Ecco allora i dati forniti dalla Conferenza episcopale emiliano-romagnola. Ad oggi sono 148 gli edifici religiosi – non solo chiese ma anche canoniche, oratori e altri stabili – di proprietà delle diocesi già restaurati e aperti. Quelli che hanno beneficiato di finanziamenti pubblici sono 122 mentre 26 sono stati ripristinati con risorse proprie. Da qui alla fine del prossimo anno dovrebbero tornarne fruibili altri 173: in 57 casi i cantieri sono già avviati mentre per 116 siamo nella fase di approvazione o di avvio dei lavori. È dei giorni scorsi invece la notizia che la Regione Emilia-Romagna, con una delibera di giunta, ha messo a disposizione ulteriori 58 milioni di euro per un’altra novantina di interventi. Si superano così i 400 edifici che rappresentano quasi il 70% di quelli danneggiati dal terremoto e si raggiunge quota 250 milioni di euro di finanziamenti pubblici.

Complessivamente per 564 edifici arriveranno 332 milioni di euro da fondi pubblici suddivisi nelle sei diocesi: 87 milioni di euro (182 edifici) per l’arcidiocesi di Bologna; 75 milioni (87 edifici) per l’arcidiocesi di Modena-Nonantola; 55 milioni (126) per l’arcidiocesi di Ferrara-Comacchio; 82 milioni (92) per la diocesi di Carpi; 32 milioni (74) per la diocesi di Reggio Emilia-Guastalla; 1 milione (3) per la diocesi di Ravenna-Cervia.

Stanziamenti così importanti sono stati possibili perché “sia nella fase dell’emergenza sia in quella della ricostruzione abbiamo considerato gli edifici religiosi di interesse pubblico” ha spiegato Palma Costi, assessore con delega alla Ricostruzione post-sisma della Regione Emilia-Romagna: “La scelta è conseguenza del fatto che questi beni sono importanti dal punto di vista spirituale ma anche di tutta la cittadinanza perché sono edifici unici dal punto di vista storico e artistico”. Una decisione quella regionale che si inserisce in quella “collaborazione intensa e impegnativa ma molto proficua” di cui ha parlato l’arcivescovo durante il suo intervento: “Sono contento che si sia riusciti a fare squadra anche con il ministero dei Beni culturali, con la Soprintendenza e con i Comuni”.
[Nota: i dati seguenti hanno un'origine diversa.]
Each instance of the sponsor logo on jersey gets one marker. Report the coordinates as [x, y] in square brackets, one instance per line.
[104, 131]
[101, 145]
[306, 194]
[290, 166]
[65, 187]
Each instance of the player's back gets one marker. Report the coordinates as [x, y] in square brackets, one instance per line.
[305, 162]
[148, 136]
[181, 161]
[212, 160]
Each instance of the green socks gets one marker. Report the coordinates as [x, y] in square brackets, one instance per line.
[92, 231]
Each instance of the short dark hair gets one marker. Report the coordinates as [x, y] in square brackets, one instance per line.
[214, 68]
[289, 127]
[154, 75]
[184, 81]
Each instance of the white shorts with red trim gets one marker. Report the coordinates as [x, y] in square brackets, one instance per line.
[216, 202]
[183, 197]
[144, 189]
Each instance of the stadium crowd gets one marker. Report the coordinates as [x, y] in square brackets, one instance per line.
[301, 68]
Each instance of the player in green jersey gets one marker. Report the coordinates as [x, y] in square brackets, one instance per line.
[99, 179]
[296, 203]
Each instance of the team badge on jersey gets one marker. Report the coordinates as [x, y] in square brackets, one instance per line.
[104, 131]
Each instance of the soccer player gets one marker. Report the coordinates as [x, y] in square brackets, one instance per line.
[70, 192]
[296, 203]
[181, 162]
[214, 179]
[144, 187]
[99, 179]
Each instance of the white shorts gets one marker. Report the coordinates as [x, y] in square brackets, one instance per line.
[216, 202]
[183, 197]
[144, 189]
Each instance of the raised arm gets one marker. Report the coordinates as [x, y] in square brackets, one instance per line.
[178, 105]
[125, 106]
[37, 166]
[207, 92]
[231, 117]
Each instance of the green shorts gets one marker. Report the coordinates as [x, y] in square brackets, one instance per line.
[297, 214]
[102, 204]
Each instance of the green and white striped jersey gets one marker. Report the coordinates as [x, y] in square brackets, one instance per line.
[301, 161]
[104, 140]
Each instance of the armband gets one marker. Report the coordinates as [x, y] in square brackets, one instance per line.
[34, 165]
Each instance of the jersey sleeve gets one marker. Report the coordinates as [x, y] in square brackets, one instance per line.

Molto dal 2012 è stato fatto, i numeri citati lo testimoniano. Ora l’impegno più grande è per le chiese completamente crollate come quella di Mirabello in provincia di Ferrara citata a mo’ di esempio da mons. Zuppi, perché si “acceleri la progettazione” in modo da restituire il prima possibile questi edifici ai cittadini. “Nel riconsegnare i beni alle comunità – ha concluso mons. Zuppi – ci accorgiamo della bellezza della ricostruzione che è una riscoperta e, in molti casi, un ritorno alle origini”.